In addition to selecting queues by name, as above, the `queue_selector`
option allows queue groups to be selected in a more general way using
the following components:

- Attributes that can be selected.
- Operators used to construct a query.

When `queue_selector` is set, all `queue_groups` must be in the queue
selector syntax.

### Available attributes

- [Introduced](https://gitlab.com/gitlab-com/gl-infra/scalability/-/issues/261) in GitLab 13.1, `tags`.

From the [list of all available
attributes](https://gitlab.com/gitlab-org/gitlab/-/blob/master/app/workers/all_queues.yml),
`queue_selector` allows selecting of queues by the following attributes:

- `feature_category` - the [GitLab feature
  category](https://about.gitlab.com/direction/maturity/#category-maturity) the
  queue belongs to. For example, the `merge` queue belongs to the
  `source_code_management` category.
- `has_external_dependencies` - whether or not the queue connects to external
  services. For example, all importers have this set to `true`.
- `urgency` - how important it is that this queue's jobs run
  quickly. Can be `high`, `low`, or `throttled`. For example, the
  `authorized_projects` queue is used to refresh user permissions, and
  is high urgency.
- `name` - the queue name. The other attributes are typically more useful as
  they are more general, but this is available in case a particular queue needs
  to be selected.
- `resource_boundary` - if the queue is bound by `cpu`, `memory`, or
  `unknown`. For example, the `project_export` queue is memory bound as it has
  to load data in memory before saving it for export.
- `tags` - short-lived annotations for queues. These are expected to frequently
  change from release to release, and may be removed entirely.

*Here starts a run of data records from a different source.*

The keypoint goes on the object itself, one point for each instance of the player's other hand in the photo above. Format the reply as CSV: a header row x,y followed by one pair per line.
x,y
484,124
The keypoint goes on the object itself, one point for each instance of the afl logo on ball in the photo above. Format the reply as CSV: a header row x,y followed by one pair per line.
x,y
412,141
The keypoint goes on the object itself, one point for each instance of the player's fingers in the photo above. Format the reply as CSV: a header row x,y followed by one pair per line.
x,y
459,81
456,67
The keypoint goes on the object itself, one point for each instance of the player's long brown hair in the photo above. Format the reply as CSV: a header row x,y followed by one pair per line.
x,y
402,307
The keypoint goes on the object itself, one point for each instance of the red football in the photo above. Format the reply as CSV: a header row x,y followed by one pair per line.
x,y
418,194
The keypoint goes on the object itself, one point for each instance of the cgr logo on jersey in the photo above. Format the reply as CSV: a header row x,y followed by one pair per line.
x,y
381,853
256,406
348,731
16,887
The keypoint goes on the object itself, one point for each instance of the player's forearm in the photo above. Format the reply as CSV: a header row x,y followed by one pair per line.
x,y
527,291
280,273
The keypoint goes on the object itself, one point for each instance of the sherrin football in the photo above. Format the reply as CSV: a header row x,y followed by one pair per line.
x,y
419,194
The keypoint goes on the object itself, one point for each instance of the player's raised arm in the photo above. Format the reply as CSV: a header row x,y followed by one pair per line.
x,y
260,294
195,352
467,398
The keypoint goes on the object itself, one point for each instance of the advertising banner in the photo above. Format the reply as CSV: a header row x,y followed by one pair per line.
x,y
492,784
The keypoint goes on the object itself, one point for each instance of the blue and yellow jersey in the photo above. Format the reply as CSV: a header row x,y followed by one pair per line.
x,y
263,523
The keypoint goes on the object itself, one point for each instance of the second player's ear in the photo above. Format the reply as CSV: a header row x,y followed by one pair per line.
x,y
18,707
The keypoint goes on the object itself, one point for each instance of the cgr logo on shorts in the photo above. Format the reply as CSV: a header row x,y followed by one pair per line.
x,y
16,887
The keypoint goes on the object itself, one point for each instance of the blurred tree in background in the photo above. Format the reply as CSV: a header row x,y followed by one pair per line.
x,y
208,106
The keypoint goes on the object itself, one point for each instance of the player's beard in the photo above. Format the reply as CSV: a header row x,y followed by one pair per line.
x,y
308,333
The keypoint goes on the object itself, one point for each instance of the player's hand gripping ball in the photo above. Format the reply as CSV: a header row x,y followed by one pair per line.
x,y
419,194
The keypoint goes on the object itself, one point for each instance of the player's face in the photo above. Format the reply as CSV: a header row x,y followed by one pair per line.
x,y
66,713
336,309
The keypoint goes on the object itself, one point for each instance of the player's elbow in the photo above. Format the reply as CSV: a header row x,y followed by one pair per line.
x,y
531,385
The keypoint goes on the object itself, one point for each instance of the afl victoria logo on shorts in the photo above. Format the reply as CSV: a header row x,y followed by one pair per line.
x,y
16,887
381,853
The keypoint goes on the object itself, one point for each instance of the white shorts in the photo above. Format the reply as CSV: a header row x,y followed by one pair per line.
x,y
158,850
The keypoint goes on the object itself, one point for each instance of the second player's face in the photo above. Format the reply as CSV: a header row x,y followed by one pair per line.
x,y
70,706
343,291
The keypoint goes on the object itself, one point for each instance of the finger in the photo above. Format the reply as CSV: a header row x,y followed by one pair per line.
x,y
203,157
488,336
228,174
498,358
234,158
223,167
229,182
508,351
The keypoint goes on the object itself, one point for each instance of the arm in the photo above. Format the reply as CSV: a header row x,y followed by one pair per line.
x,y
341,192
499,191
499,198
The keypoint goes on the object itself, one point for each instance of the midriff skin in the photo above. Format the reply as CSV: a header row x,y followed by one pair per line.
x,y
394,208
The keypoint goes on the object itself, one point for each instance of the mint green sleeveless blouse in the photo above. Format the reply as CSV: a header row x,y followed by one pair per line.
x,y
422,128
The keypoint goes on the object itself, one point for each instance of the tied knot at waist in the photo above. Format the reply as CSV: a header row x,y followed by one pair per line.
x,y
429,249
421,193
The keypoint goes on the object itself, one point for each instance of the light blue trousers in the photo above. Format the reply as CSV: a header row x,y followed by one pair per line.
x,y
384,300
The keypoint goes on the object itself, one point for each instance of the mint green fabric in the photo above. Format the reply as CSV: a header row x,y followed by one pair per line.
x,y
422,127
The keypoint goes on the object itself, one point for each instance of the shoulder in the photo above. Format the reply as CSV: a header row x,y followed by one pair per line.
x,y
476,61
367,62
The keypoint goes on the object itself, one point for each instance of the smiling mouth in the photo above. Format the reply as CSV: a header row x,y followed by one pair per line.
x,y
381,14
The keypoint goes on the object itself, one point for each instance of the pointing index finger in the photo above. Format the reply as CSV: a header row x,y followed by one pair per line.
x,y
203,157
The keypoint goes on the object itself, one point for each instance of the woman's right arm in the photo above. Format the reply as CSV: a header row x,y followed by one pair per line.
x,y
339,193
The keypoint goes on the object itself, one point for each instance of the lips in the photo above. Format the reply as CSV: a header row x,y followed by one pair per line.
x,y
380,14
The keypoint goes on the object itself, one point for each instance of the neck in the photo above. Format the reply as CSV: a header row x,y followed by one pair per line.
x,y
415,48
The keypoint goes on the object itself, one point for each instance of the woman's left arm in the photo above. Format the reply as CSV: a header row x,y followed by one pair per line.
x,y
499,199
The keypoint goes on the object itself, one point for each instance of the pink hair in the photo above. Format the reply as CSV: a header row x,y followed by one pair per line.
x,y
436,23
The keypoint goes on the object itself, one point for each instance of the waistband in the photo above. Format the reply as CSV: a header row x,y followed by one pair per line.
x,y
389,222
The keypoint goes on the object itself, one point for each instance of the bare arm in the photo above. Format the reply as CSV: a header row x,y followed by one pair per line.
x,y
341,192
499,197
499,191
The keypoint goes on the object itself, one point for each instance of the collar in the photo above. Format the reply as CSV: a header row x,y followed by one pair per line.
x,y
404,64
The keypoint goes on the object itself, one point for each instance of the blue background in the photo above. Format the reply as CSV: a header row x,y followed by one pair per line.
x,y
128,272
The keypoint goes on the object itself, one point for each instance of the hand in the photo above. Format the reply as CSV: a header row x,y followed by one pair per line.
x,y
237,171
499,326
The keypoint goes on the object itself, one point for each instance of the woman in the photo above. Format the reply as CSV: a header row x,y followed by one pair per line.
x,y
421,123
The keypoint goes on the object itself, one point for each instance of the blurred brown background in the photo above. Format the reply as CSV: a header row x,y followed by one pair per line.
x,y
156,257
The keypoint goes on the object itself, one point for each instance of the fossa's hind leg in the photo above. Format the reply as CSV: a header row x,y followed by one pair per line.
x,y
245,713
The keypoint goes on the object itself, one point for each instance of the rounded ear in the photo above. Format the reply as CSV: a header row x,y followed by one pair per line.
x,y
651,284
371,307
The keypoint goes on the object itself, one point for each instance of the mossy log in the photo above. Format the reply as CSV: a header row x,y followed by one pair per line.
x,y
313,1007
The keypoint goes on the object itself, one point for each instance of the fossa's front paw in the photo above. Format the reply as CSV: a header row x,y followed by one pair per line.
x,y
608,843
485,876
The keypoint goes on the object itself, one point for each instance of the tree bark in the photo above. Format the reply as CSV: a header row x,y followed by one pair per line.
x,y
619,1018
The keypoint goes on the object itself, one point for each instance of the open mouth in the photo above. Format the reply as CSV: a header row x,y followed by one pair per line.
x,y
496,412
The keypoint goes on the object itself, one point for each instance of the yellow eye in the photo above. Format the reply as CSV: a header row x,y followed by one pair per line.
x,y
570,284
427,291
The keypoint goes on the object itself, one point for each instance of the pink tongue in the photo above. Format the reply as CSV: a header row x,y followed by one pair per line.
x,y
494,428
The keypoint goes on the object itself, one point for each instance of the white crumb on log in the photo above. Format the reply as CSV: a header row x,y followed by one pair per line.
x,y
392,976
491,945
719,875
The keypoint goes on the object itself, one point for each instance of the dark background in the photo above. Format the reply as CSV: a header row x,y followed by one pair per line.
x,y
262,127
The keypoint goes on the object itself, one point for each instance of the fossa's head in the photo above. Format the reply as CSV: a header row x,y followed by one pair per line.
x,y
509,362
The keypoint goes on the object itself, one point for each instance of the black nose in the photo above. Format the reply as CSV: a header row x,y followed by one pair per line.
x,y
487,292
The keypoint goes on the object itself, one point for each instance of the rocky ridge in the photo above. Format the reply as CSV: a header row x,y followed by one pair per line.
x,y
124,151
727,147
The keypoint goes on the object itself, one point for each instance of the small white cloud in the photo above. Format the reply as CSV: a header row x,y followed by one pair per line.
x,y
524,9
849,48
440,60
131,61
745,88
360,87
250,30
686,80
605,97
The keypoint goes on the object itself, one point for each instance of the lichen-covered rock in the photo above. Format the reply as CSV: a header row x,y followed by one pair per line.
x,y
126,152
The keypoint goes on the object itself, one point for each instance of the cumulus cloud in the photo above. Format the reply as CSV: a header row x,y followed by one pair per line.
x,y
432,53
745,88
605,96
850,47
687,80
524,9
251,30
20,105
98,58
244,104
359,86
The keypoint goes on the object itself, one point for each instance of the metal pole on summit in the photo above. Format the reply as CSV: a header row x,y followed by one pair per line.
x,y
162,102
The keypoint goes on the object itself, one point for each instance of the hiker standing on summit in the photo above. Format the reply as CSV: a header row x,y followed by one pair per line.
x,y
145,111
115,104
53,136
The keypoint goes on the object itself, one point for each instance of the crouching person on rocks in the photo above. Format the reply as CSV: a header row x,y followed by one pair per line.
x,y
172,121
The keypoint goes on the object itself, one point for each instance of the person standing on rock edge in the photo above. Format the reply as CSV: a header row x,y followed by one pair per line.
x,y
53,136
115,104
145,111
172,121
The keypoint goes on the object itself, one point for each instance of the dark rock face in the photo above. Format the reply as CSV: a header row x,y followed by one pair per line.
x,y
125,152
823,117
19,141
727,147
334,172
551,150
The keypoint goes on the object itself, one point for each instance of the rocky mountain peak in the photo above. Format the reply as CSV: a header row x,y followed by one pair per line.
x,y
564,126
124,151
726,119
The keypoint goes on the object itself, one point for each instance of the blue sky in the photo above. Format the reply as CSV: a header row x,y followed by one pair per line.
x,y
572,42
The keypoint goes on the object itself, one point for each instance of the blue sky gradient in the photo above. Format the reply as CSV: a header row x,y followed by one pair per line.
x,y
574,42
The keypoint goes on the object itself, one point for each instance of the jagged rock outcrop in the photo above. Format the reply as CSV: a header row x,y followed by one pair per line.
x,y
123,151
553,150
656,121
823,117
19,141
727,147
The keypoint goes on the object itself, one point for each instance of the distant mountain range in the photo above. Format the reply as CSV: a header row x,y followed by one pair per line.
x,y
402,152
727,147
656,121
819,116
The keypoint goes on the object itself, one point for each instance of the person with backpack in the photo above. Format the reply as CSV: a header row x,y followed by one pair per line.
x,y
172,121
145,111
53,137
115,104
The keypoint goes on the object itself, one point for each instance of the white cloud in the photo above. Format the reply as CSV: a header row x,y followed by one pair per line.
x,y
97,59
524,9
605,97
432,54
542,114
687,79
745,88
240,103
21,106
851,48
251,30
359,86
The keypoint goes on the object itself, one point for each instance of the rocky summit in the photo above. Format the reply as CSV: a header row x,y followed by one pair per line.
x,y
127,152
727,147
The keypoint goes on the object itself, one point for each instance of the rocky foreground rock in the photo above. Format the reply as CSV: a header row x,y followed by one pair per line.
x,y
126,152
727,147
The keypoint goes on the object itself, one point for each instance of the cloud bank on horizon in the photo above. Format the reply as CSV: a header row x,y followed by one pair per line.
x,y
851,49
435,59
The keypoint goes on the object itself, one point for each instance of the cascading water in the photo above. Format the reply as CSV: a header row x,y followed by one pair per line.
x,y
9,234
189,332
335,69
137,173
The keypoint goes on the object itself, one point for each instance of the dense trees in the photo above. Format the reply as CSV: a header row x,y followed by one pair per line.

`has_external_dependencies` is a boolean attribute: only the exact
string `true` is considered true, and everything else is considered
false.

`tags` is a set, which means that `=` checks for intersecting sets, and
`!=` checks for disjoint sets. For example, `tags=a,b` selects queues
that have tags `a`, `b`, or both. `tags!=a,b` selects queues that have
neither of those tags.

### Available operators

`queue_selector` supports the following operators, listed from highest
to lowest precedence:

- `|` - the logical OR operator. For example, `query_a|query_b` (where `query_a`
  and `query_b` are queries made up of the other operators here) will include
  queues that match either query.
- `&` - the logical AND operator. For example, `query_a&query_b` (where
  `query_a` and `query_b` are queries made up of the other operators here) will
  only include queues that match both queries.
- `!=` - the NOT IN operator. For example, `feature_category!=issue_tracking`
  excludes all queues from the `issue_tracking` feature category.
- `=` - the IN operator. For example, `resource_boundary=cpu` includes all
  queues that are CPU bound.
- `,` - the concatenate set operator. For example,
  `feature_category=continuous_integration,pages` includes all queues from
  either the `continuous_integration` category or the `pages` category. This
  example is also possible using the OR operator, but allows greater brevity, as
  well as being lower precedence.

The operator precedence for this syntax is fixed: it's not possible to make AND
have higher precedence than OR.

[In GitLab 12.9](https://gitlab.com/gitlab-org/gitlab/-/merge_requests/26594) and
later, as with the standard queue group syntax above, a single `*` as the
entire queue group selects all queues.

### Example queries

In `/etc/gitlab/gitlab.rb`:

```ruby
sidekiq['enable'] = true
sidekiq['queue_selector'] = true
sidekiq['queue_groups'] = [
  # Run all non-CPU-bound queues that are high urgency
  'resource_boundary!=cpu&urgency=high',
  # Run all continuous integration and pages queues that are not high urgency
  'feature_category=continuous_integration,pages&urgency!=high',
  # Run all queues
  '*'
]
```

### Disable Sidekiq cluster

CAUTION: **Warning:**
Sidekiq cluster is [scheduled](https://gitlab.com/gitlab-com/gl-infra/scalability/-/issues/240)
to be the only way to start Sidekiq in GitLab 14.0.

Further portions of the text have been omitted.